Now, let me explain something. I get sick probably 3 or 4 times a year with
sinusitis but that’s about it. I have
never (since I've been old enough to remember) been to the ER for myself. This was a first for me. They got me back quickly and after blood work,
xrays, and a CT scan, discovered that I did in fact have appendicitis. I told Jon I must have been bad for Santa to
bring me that. I had surgery on Christmas night.
From there, things actually got worse before getting better.
Five and a half weeks and 3 additional hospital visits later, I finally
feel like maybe I’m on the road to recovery.
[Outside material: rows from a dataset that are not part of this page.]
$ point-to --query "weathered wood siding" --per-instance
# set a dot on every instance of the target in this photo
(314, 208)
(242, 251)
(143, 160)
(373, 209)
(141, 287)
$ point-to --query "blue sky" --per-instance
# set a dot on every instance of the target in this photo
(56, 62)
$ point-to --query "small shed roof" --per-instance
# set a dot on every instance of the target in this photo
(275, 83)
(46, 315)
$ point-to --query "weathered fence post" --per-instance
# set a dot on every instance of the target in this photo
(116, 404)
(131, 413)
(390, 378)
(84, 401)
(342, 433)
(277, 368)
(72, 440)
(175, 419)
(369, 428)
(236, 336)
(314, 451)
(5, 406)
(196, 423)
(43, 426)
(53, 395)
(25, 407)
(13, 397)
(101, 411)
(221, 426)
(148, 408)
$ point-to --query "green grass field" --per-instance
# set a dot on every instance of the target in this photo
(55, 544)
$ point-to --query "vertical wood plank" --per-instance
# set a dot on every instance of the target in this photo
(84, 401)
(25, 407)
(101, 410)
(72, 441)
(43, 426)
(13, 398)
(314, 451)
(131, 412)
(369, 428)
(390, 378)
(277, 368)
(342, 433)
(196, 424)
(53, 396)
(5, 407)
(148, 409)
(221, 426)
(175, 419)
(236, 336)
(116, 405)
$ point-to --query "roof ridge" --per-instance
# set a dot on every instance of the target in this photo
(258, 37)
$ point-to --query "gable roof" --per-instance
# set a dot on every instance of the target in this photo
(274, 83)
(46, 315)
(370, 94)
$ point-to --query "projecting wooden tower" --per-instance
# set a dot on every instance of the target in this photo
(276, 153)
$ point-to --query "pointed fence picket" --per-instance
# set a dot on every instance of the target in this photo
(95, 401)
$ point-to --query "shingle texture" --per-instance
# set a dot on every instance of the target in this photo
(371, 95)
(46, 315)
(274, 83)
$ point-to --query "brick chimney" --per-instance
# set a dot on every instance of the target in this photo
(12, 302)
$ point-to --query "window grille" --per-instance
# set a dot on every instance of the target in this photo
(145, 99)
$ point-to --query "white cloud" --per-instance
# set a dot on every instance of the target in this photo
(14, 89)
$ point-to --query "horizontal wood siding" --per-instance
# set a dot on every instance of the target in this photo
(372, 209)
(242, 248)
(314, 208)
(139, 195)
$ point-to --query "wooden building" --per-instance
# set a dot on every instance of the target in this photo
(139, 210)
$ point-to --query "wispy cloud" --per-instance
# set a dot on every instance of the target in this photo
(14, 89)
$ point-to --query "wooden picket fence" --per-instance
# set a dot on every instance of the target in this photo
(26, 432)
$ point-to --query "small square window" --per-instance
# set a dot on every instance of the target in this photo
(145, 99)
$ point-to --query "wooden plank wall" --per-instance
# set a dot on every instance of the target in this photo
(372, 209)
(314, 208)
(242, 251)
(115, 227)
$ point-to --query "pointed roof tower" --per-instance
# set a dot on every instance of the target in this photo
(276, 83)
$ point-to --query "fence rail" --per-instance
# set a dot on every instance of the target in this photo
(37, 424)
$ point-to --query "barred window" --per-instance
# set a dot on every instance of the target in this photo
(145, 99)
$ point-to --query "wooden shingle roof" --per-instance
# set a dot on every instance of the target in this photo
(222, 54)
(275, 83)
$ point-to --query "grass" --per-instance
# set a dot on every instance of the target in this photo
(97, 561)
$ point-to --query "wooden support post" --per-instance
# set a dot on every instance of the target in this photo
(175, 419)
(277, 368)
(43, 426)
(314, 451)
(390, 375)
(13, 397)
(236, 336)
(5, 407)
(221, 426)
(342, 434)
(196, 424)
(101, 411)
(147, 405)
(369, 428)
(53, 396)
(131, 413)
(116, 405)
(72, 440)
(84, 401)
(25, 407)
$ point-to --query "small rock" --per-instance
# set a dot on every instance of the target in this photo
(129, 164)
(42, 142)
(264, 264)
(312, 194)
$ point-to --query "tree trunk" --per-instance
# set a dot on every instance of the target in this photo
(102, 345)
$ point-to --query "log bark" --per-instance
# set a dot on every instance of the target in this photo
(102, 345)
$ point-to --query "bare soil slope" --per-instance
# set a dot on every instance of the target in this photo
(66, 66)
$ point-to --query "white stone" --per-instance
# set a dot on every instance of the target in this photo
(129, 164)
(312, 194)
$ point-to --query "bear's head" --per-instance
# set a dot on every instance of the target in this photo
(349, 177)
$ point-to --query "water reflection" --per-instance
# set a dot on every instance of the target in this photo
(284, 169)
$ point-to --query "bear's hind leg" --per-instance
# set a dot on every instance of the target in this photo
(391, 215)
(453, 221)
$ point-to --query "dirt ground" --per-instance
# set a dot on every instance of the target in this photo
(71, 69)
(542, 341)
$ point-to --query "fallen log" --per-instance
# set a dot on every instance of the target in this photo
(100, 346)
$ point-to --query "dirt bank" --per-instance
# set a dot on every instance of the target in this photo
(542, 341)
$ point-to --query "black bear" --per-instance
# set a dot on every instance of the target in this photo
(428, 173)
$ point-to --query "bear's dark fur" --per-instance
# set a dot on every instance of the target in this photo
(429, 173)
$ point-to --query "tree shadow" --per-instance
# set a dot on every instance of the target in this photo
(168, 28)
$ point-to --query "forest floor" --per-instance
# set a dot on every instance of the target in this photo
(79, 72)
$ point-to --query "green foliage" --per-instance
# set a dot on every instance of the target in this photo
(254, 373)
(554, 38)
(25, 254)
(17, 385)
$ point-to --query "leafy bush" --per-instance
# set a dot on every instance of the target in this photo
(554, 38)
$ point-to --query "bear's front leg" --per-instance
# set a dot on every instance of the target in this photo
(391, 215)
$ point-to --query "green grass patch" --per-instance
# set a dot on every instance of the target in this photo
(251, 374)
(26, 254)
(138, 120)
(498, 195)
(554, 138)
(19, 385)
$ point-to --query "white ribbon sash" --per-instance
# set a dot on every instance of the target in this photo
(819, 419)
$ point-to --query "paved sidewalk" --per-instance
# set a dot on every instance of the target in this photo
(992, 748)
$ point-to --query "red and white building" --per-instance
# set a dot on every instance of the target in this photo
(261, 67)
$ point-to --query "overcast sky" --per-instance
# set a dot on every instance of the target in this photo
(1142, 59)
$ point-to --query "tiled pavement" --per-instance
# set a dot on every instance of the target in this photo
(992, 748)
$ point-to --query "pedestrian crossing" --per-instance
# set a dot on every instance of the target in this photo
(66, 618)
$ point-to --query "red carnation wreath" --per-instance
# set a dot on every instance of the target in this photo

Remember how I said everything happens for a reason? Well,
imagine if during all this time, I’d had a newborn. I couldn't even take care of myself part of
the time, much less another human. Thank
God for my parents and my husband during this time, but what if they’d had a
newborn to take care of as well? It
saddens me to think of how that baby wouldn't have gotten the attention that he
deserved during those few weeks.
I have to convince myself that God knew what was ahead for
us and knew that we wouldn't be able to care for a baby very well during that
time. I still question things – like why
couldn't we take that little boy home and me NOT get sick? However, I know that little boy wasn't our
son. And most likely, that realization
will make it so much sweeter once our son or daughter does arrive.